Movable Type 5 -- too little, too late?

11-Jan-2010

Tags: Enterprise Collaboration & Social Software, Movable Type, WordPress

Noted blog package WordPress keeps coming out with maybe more releases than you'd care for, fixing exploits and bugs, but also steadily improving functionality.  By comparison, it has been very quiet around Movable Type. That is, until last week, when the long-awaited version 5 was released. So was it worth the wait?

Well, the software now has versioning. And what the company calls a "new theme mechanism that makes it easy to apply a new theme across a website and blogs with a single click." More strikingly, though, the interface has certainly been freshened up a lot. It looks a lot more coherent and modern. In fact, it looks a lot like WordPress.

So this isn't exactly the release that'll get Movable Type -- once an uncontested leader -- firmly ahead in the blogging game again.
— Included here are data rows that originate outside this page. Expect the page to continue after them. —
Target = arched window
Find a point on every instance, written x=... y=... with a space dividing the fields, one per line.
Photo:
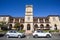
x=10 y=26
x=28 y=26
x=55 y=27
x=41 y=26
x=35 y=26
x=21 y=27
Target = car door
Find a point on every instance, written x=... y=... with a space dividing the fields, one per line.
x=15 y=33
x=40 y=33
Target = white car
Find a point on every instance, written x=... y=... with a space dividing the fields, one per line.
x=40 y=33
x=13 y=33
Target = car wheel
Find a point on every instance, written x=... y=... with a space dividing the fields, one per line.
x=48 y=36
x=19 y=36
x=35 y=36
x=7 y=36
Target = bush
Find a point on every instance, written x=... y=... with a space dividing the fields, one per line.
x=21 y=31
x=54 y=30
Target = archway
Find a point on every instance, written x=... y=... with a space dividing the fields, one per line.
x=42 y=26
x=55 y=27
x=21 y=27
x=35 y=26
x=28 y=27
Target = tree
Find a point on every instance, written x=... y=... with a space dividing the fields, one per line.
x=17 y=25
x=3 y=25
x=0 y=26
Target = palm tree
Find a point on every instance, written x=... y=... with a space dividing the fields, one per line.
x=17 y=25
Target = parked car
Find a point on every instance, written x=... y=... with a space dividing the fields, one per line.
x=40 y=33
x=14 y=33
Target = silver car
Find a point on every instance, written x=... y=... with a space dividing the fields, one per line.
x=13 y=33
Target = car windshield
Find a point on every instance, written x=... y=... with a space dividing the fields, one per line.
x=39 y=31
x=12 y=31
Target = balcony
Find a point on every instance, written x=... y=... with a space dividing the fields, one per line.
x=47 y=21
x=22 y=21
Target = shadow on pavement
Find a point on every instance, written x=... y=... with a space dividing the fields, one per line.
x=1 y=35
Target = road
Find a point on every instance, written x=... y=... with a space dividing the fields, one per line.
x=54 y=37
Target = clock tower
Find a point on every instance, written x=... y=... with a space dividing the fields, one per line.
x=28 y=26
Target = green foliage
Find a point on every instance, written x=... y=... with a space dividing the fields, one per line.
x=21 y=31
x=17 y=25
x=51 y=30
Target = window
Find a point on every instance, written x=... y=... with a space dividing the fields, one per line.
x=4 y=18
x=59 y=18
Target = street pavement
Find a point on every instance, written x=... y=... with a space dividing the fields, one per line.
x=30 y=37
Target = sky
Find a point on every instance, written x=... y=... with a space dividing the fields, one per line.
x=16 y=8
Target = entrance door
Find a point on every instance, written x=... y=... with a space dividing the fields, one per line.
x=28 y=27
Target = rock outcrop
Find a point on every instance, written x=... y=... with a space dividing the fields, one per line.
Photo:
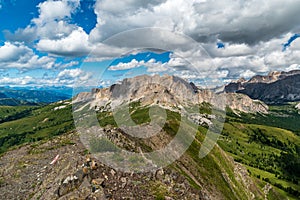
x=164 y=90
x=275 y=88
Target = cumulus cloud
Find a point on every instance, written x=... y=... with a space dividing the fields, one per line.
x=74 y=44
x=231 y=21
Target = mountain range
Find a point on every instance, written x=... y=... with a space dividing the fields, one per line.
x=44 y=155
x=32 y=96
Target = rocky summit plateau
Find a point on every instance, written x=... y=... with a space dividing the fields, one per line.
x=170 y=91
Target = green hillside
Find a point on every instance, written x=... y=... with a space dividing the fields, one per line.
x=267 y=145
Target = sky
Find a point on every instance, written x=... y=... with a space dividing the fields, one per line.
x=100 y=42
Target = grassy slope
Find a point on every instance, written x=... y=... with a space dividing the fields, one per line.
x=271 y=154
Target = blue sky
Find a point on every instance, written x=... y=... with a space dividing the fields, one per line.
x=53 y=42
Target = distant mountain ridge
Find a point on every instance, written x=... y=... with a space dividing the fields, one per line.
x=165 y=90
x=23 y=96
x=275 y=88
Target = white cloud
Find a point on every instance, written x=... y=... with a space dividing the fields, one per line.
x=55 y=10
x=72 y=74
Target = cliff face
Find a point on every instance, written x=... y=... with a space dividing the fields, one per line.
x=276 y=88
x=165 y=90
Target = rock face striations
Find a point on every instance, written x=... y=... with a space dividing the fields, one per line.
x=169 y=91
x=275 y=88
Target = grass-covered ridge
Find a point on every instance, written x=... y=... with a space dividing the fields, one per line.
x=268 y=145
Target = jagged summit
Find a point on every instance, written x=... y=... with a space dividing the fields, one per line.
x=276 y=87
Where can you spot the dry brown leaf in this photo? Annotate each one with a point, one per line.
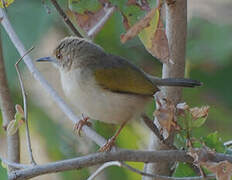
(143, 4)
(160, 48)
(223, 169)
(139, 26)
(201, 112)
(165, 114)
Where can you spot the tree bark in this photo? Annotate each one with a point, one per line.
(8, 112)
(176, 31)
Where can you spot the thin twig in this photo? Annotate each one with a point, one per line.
(104, 166)
(94, 30)
(25, 107)
(8, 112)
(165, 177)
(65, 18)
(152, 127)
(122, 155)
(38, 76)
(14, 165)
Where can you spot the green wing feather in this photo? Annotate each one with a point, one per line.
(124, 77)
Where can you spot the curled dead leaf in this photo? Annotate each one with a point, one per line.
(165, 114)
(143, 4)
(199, 112)
(160, 48)
(201, 155)
(223, 169)
(181, 108)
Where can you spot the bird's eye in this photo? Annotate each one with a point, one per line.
(58, 56)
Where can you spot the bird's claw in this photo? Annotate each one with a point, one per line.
(108, 146)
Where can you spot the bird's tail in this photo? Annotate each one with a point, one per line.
(182, 82)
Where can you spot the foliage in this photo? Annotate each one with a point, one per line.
(208, 52)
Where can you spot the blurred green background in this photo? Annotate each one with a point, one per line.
(209, 53)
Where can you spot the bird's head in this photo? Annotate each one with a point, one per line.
(72, 52)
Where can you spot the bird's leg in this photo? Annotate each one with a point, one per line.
(111, 141)
(84, 121)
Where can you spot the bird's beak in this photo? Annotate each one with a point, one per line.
(47, 59)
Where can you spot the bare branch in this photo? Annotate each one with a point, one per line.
(122, 155)
(166, 177)
(8, 112)
(65, 18)
(14, 165)
(104, 166)
(25, 107)
(59, 101)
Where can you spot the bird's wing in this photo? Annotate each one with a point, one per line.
(119, 75)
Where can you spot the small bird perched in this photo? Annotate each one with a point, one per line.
(103, 86)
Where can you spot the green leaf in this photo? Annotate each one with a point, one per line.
(80, 6)
(183, 170)
(198, 122)
(5, 3)
(214, 142)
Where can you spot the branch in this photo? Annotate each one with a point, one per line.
(104, 166)
(122, 164)
(8, 112)
(176, 31)
(25, 107)
(122, 155)
(37, 75)
(65, 18)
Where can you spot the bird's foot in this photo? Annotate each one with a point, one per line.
(78, 126)
(108, 146)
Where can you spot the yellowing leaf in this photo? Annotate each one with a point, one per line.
(143, 26)
(151, 32)
(223, 169)
(199, 112)
(148, 32)
(5, 3)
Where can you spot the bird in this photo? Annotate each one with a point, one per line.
(104, 86)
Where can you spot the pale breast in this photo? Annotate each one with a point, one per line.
(90, 99)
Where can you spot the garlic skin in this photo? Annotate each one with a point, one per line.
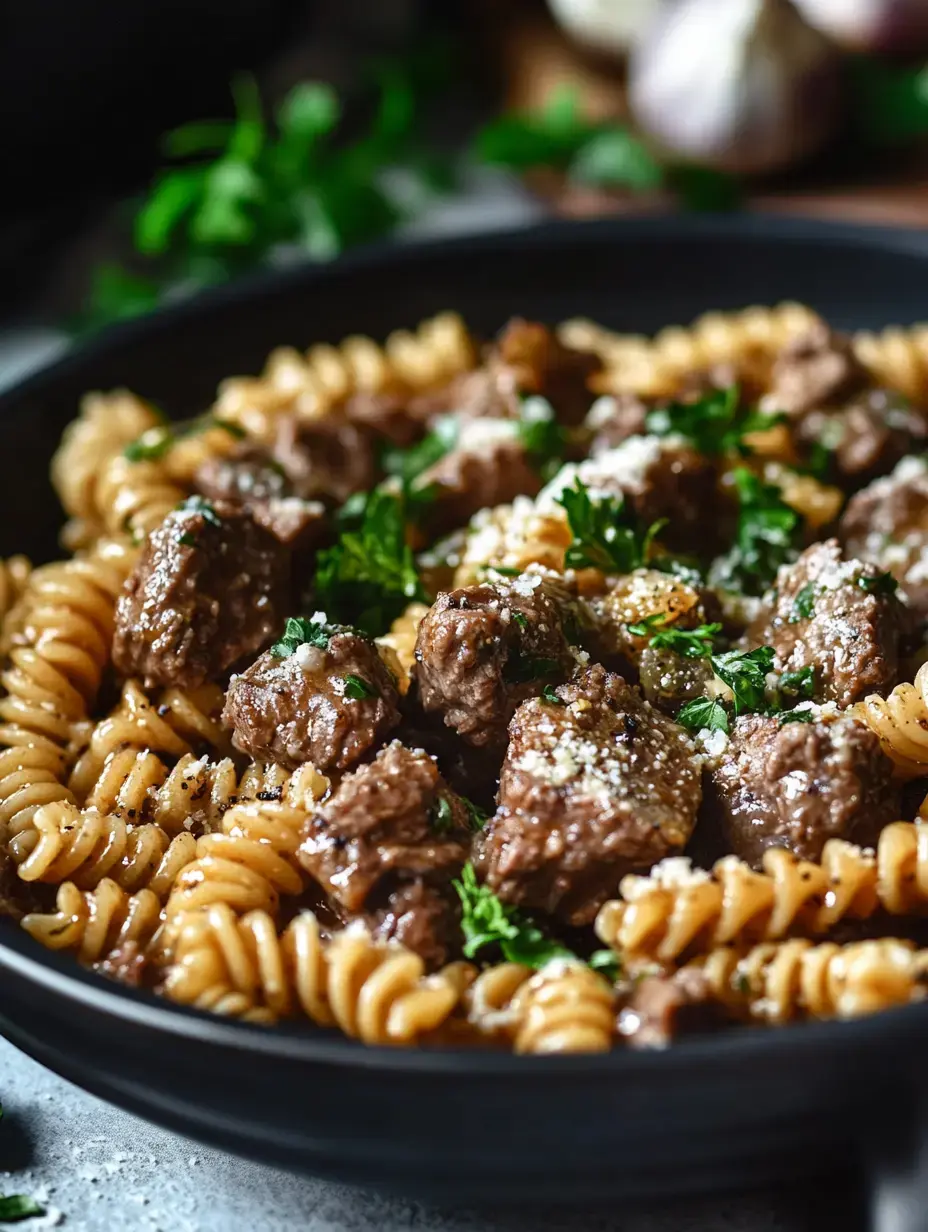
(743, 86)
(608, 26)
(871, 25)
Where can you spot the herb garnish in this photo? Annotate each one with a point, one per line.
(369, 575)
(879, 584)
(358, 689)
(767, 535)
(691, 643)
(714, 424)
(486, 920)
(606, 532)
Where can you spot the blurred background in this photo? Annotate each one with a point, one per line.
(157, 147)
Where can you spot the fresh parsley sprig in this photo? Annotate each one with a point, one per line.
(606, 532)
(369, 577)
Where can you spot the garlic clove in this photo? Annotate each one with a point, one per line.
(871, 25)
(744, 86)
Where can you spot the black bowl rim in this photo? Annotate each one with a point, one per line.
(62, 976)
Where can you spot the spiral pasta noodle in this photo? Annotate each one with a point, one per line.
(376, 993)
(675, 911)
(778, 982)
(95, 922)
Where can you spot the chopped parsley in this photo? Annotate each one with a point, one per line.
(804, 604)
(300, 631)
(486, 920)
(369, 577)
(714, 424)
(606, 532)
(154, 442)
(358, 689)
(879, 584)
(767, 536)
(17, 1206)
(443, 816)
(691, 643)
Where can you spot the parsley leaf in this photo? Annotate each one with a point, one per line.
(768, 531)
(704, 712)
(369, 575)
(744, 672)
(606, 532)
(486, 920)
(17, 1206)
(880, 584)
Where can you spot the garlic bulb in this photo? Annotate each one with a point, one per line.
(871, 25)
(741, 85)
(605, 25)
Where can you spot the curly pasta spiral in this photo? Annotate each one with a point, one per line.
(778, 982)
(376, 993)
(93, 923)
(64, 843)
(673, 911)
(311, 385)
(901, 723)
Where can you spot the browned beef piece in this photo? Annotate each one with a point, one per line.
(613, 419)
(887, 524)
(815, 371)
(210, 587)
(483, 649)
(663, 1008)
(387, 843)
(526, 359)
(328, 458)
(590, 789)
(306, 706)
(799, 785)
(836, 616)
(468, 479)
(423, 918)
(868, 436)
(255, 482)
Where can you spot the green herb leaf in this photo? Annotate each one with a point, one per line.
(367, 578)
(744, 672)
(300, 631)
(486, 920)
(704, 712)
(358, 689)
(804, 604)
(606, 534)
(879, 584)
(17, 1206)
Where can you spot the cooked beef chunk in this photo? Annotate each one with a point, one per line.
(483, 649)
(210, 588)
(799, 785)
(422, 918)
(254, 482)
(662, 1008)
(526, 359)
(815, 371)
(472, 478)
(387, 843)
(306, 707)
(328, 458)
(836, 616)
(887, 524)
(635, 598)
(613, 419)
(868, 436)
(590, 789)
(662, 478)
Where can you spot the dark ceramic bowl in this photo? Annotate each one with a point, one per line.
(725, 1110)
The differences are still the same architectural ones (MT's static publishing and Perl underpinnings, vs. WP's dynamic publishing and PHP) that we outline in some detail in our evaluation research. And, certainly with the new interface, I think Movable Type still maintains a slight edge over WordPress when you want to manage multiple blogs.

Perhaps the largest differentiator is still the corporate culture. A telling example is the fact that MT5 isn't available for enterprise customers yet; "We will put Movable Type 5 under extensive scalability and performance testing before we release it in the Enterprise version. This will take several months." Compare that to WordPress' immediate, unpredictable releases; you're expected to have faith in a new WordPress MU (multi-user) version because it's used with millions of users on wordpress.com. That may be comforting, but it's not exactly a guarantee.

So right now, Movable Type and WordPress remain outwardly similar, but with key differences once you dig into them. For current customers of either package, those differences are not likely important enough to merit switching. But if you're still looking for an enterprise-wide blogging platform, it also means you'll have to check which is best for you more carefully than ever.